A vertical bar used to show left sub-array, pivot, right sub-array.
11 13 14 12 10 8 9 5 6 4 2 0 1 3 7
5 6 4 2 0 1 3 11 13 14 12 10 8 9 7
5 6 4 2 0 1 3| 7|13 14 12 10 8 9 11
2 0 1 5 6 4 3
2 0 1| 3| 6 4 5
0 2 1
0| 1| 2
4 6 5
4| 5| 6
10 8 9 13 14 12 11
10 8 9|11|14 12 13
8 10 9
8| 9|10
12 14 13
12|13|14
0 1 2 3 4 5 6 7 8 9 10 11 12 13 14
The best way for understanding the order in which things are happening that I can suggest you, is by printing some debugging info in your qs method. To achieve that, I would add an additional argument by ref, in which I would count the number of times the qs function is called, and print that info next to the bounds of the partition being solved. e.g.

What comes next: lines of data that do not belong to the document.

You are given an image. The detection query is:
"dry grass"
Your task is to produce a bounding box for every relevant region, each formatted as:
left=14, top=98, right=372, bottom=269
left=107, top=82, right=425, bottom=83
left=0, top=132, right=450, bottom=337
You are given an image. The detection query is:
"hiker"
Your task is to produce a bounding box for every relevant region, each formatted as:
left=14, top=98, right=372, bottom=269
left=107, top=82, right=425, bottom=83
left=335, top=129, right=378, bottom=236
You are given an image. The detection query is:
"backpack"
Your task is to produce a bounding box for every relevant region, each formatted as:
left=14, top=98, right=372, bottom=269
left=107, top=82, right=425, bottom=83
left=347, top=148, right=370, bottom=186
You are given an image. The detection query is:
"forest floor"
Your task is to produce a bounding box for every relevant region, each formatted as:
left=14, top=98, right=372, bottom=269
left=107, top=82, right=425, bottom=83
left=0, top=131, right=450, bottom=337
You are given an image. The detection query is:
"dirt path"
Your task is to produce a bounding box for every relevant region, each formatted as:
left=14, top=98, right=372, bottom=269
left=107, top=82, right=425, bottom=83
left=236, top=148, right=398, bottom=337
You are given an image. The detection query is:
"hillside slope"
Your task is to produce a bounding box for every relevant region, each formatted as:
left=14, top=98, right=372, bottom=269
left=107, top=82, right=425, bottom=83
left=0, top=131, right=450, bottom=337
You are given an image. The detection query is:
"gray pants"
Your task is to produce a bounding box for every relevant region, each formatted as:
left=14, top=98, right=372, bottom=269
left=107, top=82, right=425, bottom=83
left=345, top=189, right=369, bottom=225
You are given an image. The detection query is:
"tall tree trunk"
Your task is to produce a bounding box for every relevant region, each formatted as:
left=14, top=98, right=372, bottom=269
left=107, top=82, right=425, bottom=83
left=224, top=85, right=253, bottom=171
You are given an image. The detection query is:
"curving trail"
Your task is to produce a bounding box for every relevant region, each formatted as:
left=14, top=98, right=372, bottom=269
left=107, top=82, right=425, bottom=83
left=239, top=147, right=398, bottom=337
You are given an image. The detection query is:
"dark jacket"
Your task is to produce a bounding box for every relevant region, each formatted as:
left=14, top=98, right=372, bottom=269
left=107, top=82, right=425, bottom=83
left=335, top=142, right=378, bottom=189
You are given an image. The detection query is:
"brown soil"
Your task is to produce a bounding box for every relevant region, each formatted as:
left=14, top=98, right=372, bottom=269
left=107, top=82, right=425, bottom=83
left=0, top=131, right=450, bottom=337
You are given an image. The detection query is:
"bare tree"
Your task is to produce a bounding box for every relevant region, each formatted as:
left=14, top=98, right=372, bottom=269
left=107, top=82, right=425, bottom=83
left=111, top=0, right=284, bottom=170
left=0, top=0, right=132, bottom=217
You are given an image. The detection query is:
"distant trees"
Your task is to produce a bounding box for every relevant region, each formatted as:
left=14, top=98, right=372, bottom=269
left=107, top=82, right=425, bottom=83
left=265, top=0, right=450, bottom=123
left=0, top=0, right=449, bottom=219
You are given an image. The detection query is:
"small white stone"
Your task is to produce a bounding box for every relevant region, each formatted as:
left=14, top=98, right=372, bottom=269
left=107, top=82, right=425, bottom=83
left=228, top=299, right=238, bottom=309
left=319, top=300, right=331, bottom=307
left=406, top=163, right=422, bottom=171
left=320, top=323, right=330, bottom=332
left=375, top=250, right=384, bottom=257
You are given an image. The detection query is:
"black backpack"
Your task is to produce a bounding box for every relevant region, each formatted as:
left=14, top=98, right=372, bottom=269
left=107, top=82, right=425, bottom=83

void qs(int*a, int start, int end, int &stepCount)
{
if(start<end)
{
int currentStep = stepCount++;
cout << "Solving step " << currentStep << " partition from " << start << " to " << end << endl;
int pi=partition(a,start,end);
qs(a,start,pi-1,stepCount);
qs(a,pi+1,end,stepCount);
cout << "Finished solving step " << currentStep << endl;
}
}
Don't understand your PS question. It's very broad. You mean specifically in the partitioning? In how recursion is handled? How the bits move around in memory?